Heinz Hürten (Eichstätt) thematisiert in seinem Aufsatz "Karl Muths Hochland in der Vorkriegszeit - oder der Preis der Integration" (133-146) die politische Funktion und Haltung der katholischen Zeitschrift "Hochland" im aufkommenden Nationalsozialismus, die gerade weil sie keinen repräsentativen Querschnitt des katholischen Deutschland, sondern ein Sammelsurium unterschiedlichster Strömungen im deutschen Katholizismus bot, trotz rechtslastiger Tendenzen (insbesondere in Gestalt ihres Mitarbeiters Martin Spahn [139-145]) dem Nationalsozialismus letztlich doch nicht erlag.

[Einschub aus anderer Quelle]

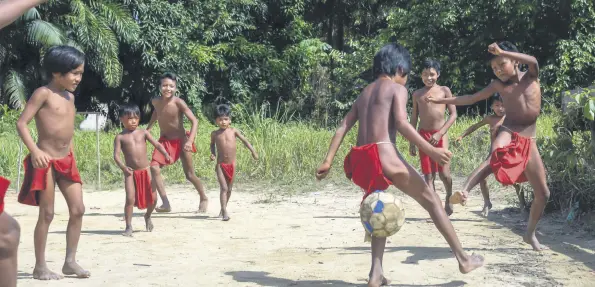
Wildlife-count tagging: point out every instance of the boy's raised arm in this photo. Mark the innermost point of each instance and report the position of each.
(344, 127)
(246, 143)
(12, 9)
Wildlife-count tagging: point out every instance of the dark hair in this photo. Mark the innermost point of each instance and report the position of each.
(497, 98)
(129, 110)
(170, 76)
(432, 64)
(223, 110)
(62, 59)
(506, 46)
(390, 59)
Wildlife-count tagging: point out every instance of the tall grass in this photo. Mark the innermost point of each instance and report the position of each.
(289, 152)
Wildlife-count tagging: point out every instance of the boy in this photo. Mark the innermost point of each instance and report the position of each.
(514, 155)
(51, 159)
(375, 163)
(179, 144)
(223, 144)
(494, 122)
(10, 231)
(433, 127)
(137, 178)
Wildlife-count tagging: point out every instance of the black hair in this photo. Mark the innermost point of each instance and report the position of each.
(129, 110)
(391, 59)
(506, 46)
(432, 64)
(62, 59)
(170, 76)
(223, 110)
(497, 98)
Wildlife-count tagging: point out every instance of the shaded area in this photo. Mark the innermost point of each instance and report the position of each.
(263, 279)
(559, 238)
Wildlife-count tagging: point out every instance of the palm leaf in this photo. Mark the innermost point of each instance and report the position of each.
(14, 88)
(45, 34)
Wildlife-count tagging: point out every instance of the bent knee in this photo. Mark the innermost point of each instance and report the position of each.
(77, 211)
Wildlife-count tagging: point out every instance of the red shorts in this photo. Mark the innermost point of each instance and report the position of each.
(429, 166)
(143, 192)
(508, 163)
(35, 179)
(174, 148)
(362, 166)
(4, 183)
(228, 170)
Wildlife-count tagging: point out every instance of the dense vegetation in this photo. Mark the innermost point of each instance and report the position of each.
(309, 59)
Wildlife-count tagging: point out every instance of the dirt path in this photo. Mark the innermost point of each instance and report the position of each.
(314, 239)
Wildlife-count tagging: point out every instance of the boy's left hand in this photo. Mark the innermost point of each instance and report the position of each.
(494, 49)
(435, 138)
(323, 171)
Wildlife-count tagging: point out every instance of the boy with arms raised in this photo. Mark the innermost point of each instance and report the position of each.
(137, 178)
(223, 147)
(433, 127)
(375, 163)
(514, 155)
(51, 160)
(494, 122)
(10, 231)
(169, 112)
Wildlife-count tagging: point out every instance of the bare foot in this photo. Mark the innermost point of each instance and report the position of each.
(72, 268)
(128, 231)
(163, 208)
(486, 209)
(448, 208)
(458, 197)
(45, 274)
(148, 224)
(473, 262)
(202, 207)
(532, 240)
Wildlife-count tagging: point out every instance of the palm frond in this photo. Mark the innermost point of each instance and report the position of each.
(14, 89)
(45, 34)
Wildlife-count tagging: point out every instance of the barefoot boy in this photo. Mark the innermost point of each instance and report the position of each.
(223, 146)
(494, 122)
(433, 127)
(10, 231)
(375, 163)
(169, 112)
(51, 159)
(514, 156)
(137, 178)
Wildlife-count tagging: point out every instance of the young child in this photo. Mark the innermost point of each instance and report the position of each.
(10, 231)
(375, 163)
(223, 146)
(433, 127)
(169, 111)
(494, 122)
(137, 178)
(51, 159)
(514, 156)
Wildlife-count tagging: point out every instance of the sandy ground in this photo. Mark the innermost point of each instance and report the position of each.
(313, 239)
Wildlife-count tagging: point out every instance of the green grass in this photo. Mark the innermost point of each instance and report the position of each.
(289, 152)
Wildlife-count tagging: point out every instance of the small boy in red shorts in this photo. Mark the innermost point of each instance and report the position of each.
(514, 156)
(137, 176)
(375, 163)
(10, 231)
(51, 160)
(169, 112)
(223, 147)
(433, 127)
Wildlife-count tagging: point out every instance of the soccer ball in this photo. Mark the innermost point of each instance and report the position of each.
(382, 214)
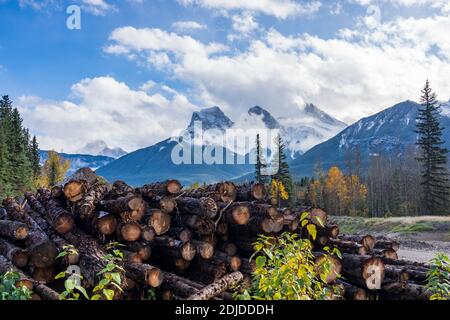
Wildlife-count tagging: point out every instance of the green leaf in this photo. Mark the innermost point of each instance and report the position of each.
(304, 216)
(260, 261)
(312, 231)
(109, 294)
(60, 275)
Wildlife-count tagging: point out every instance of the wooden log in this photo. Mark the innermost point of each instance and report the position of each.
(180, 233)
(60, 219)
(129, 208)
(223, 192)
(251, 192)
(352, 292)
(42, 290)
(330, 231)
(13, 230)
(332, 263)
(18, 256)
(204, 249)
(349, 247)
(145, 274)
(175, 248)
(385, 253)
(364, 271)
(234, 262)
(86, 208)
(74, 190)
(367, 241)
(159, 221)
(200, 225)
(42, 251)
(105, 223)
(148, 233)
(203, 207)
(218, 287)
(318, 217)
(387, 244)
(167, 188)
(130, 231)
(401, 291)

Anthony W. Riley (Kingston) "Der Volksschriftsteller Joseph Wittig (1879-1949). Ausklang vom 19. oder Weckruf zum 20. Jahrhundert?" (147-161) schließlich unternimmt in seinem Essay eine Ehrenrettung des - z. B. von theologischer Seite meist heftig kritisierten (154-156) - katholischen Volksschriftstellers Joseph Wittig anhand der autobiographischen Schrift "Leben Jesu in Palästina, Schlesien und anderswo" (1923/1925) (152-154.156-160), einer "Vermischung von der Selbstbiographie des Autors mit ausgewählten Episoden aus dem Leben des Heilands" (153).

e) Gänzlich aus dem Rahmen des Aufsatzbandes scheint der erfrischend zu lesende Schlußessay von Werner Welzig (Wien) "Text ohne Kontext oder Germanistik als verhüllendes Geschäft. Referat in zwei Vorbemerkungen, zwei Bemerkungen und zwei Anmerkungen" (162-172) zu fallen, der u. a. anhand Wolfgang Schönes vielgerühmter Edition und Kommentierung von Goethes "Faust" aufzeigt, daß Kommentare oft wenig für die Interpretation eines Textes austragen, weil sie den konkreten Kontext des Textes ausblenden oder vernachlässigen und so ihres "Sitzes im Leben" berauben (166). "Das Vertrackte an solcher Art von Gelehrsamkeit ist, daß dem Leser ein Wissen geboten wird, das zwar für sich korrekt, für den kommentierten Roman aber unbrauchbar ist. Was der Germanist beiträgt, erhellt nicht, sondern verhüllt" (165). In gewisser Weise ist damit eine - zweifelsohne hohe - Meßlatte für alle Aufsätze auch des vorliegenden Bandes benannt. Theologischer Reflexion mag sie zugleich als Hinweis darauf dienen, daß auch und gerade dort, wo das trotz (oder vielleicht gerade aufgrund) zahlloser Veröffentlichungen meist unübersichtliche Geflecht von Religion und Literatur zur Debatte steht, in erster Linie Erhellendes vonnöten ist. Zufriedenstellend geklärt nämlich ist das komplexe Verhältnis von Religion und Literatur auch nach dem vorliegenden Band nicht.